Further severe weather is forecast to hit around NSW amid the ongoing recovery from repeated floods in the north of the state.

Widespread rainfall is expected to hit with up to 50 millimetres predicted in the Hunter, central and southern coastal regions on Wednesday, Bureau of Meteorology hydrologist Ailsa Schofield says.

Rain is forecast to increase on Thursday, with isolated falls up to 250mm possible in some areas.

A flood watch has been issued for minor to moderate flooding on the Nepean, Hawkesbury, Colo, Georges and Woronora River.

Localised flooding is also expected along the Macdonald and Parramatta Rivers and areas in north and south Sydney.

“Any additional rainfall could quickly escalate to flash flooding and we may see riverine flooding across large portions of the state as well,” SES Assistant Commissioner Dean Storey said.

Authorities are preparing and pre-deploying to places at risk, Mr Storey said, adding people should ensure they know what they’re going to do if they’re told to evacuate.


The SES has responded to more than 31,400 calls for help and performed more than 2200 flood rescues across the state in the past six weeks.

The severe weather predicted for the rest of the week comes as residents in the state’s north continue recovery efforts from two major floods in the space of a month.

Premier Dominic Perrottet visited the flood-hit town of Wardell on Tuesday to announce the $67 million support package for schools, TAFE and child care.

The package includes additional counselling for staff who have also been affected by the floods.

School principals in northern NSW will be responsible for distributing new support measures to help teachers and students return to school.

Principals were the best placed to understand who needs support and ensure they get it, Education Minister Sarah Mitchell said.


Some of the support could include reimbursing receipts for purchases by teachers and parents or providing vouchers for local businesses.
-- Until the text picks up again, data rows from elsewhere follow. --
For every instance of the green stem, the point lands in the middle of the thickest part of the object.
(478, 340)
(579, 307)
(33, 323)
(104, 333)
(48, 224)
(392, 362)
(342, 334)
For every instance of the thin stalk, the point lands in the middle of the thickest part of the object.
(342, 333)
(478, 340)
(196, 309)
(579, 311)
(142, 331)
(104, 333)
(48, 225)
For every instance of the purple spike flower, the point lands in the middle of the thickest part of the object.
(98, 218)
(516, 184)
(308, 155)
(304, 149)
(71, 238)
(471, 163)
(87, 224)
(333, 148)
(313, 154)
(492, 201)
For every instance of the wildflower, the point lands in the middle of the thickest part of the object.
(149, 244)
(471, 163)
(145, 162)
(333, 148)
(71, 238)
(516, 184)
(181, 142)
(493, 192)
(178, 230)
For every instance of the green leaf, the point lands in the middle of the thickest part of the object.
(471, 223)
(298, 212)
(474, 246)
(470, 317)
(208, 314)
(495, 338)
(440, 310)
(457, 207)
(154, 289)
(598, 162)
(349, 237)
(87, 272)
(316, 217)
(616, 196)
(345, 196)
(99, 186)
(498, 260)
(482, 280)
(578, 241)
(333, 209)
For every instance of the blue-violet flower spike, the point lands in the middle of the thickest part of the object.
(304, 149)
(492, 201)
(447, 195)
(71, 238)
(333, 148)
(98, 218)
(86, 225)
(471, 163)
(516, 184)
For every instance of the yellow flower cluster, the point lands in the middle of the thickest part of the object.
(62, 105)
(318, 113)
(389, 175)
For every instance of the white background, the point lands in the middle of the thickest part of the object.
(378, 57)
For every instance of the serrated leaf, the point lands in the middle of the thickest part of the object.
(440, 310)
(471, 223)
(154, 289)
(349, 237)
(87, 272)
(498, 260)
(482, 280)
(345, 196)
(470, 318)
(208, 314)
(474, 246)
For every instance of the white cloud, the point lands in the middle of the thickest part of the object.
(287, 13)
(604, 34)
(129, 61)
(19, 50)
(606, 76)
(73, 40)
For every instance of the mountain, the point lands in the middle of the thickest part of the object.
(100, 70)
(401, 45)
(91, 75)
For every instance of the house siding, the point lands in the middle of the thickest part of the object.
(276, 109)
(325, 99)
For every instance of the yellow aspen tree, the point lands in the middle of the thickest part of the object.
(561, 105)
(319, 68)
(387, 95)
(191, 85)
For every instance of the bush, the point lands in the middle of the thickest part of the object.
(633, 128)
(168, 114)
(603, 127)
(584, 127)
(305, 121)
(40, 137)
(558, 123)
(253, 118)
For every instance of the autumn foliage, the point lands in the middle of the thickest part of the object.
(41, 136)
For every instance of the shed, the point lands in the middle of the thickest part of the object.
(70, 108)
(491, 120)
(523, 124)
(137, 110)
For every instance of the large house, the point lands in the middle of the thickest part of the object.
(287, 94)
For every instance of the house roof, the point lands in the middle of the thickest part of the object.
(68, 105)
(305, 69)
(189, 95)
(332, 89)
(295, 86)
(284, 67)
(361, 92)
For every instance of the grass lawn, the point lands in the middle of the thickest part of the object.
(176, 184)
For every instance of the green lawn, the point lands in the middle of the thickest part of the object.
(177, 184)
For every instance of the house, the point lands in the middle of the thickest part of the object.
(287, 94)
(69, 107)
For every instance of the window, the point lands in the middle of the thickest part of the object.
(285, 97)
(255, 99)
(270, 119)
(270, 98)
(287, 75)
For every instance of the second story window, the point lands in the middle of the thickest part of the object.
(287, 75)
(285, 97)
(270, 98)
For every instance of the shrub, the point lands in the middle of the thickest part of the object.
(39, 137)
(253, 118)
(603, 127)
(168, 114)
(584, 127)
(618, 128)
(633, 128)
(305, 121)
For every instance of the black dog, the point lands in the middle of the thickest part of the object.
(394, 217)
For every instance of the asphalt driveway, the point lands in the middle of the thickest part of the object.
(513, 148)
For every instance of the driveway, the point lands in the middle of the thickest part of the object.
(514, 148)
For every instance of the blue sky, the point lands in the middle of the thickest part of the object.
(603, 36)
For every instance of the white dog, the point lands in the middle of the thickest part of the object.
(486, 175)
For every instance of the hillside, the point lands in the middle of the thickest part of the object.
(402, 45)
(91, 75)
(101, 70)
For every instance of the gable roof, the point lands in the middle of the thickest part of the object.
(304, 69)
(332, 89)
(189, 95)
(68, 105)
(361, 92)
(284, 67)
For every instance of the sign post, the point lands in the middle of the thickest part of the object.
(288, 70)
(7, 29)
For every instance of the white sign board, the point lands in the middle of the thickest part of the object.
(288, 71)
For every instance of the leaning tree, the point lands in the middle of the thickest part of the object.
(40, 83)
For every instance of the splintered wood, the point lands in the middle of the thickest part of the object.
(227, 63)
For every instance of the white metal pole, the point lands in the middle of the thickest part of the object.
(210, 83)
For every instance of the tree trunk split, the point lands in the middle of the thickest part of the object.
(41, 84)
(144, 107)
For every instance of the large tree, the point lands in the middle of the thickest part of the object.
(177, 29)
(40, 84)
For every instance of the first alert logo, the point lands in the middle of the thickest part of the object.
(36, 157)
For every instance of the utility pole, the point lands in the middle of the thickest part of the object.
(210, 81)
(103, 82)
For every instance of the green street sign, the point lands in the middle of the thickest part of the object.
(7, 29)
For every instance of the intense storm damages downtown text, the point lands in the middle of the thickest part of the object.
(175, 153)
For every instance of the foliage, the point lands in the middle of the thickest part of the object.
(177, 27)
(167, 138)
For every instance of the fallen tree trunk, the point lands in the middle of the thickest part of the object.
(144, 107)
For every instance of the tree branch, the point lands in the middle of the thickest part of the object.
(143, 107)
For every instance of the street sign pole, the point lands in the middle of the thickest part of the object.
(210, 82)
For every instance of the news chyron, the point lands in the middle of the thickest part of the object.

Families can access $500 grants for each student to replace things such as school uniforms, bags and sporting equipment, as well as paying for other school expenses such as excursions.

Teachers who have lost resources including laptops can apply for $1000 to replace them.

About 20 schools were affected by the floods, five of which had been significantly damaged, which may require buildings to be demolished and rebuilt, Ms Mitchell said.

Prime Minister Scott Morrison said on Tuesday that he had written to Premier Dominic Perrottet to stress his government was happy to share the costs of the flood support programs.

Mr Perrottet said when announcing new grants on Monday that NSW would welcome support from the federal government.


“But ultimately we’re not going to wait, we’re going to get on with the job,” Mr Perrottet said.

Mr Morrison also disputed criticism from NSW upper house MP Catherine Cusack, who announced two weeks ago she would quit parliament over discrepancies in flood support between electorates.

Ms Cusack has been speaking out against Mr Morrison in the media this week, joining other critics within the Liberal Party.

The prime minister said Ms Cusack’s anger was misplaced, and defended the previous funding announcement.

“We listed those first three LGAs because they were the most obvious ones and it was the advice of our agencies … and we extended to the others,” Mr Morrison said.

Submissions opened on Monday for the inquiry into the NSW floods, which is being led by NSW Independent Planning Commission chair Mary O’Kane and former NSW Police commissioner Mick Fuller.


The public can make submissions via post, online or in person at ServiceNSW centres and recovery centres as well as at local hearing sessions.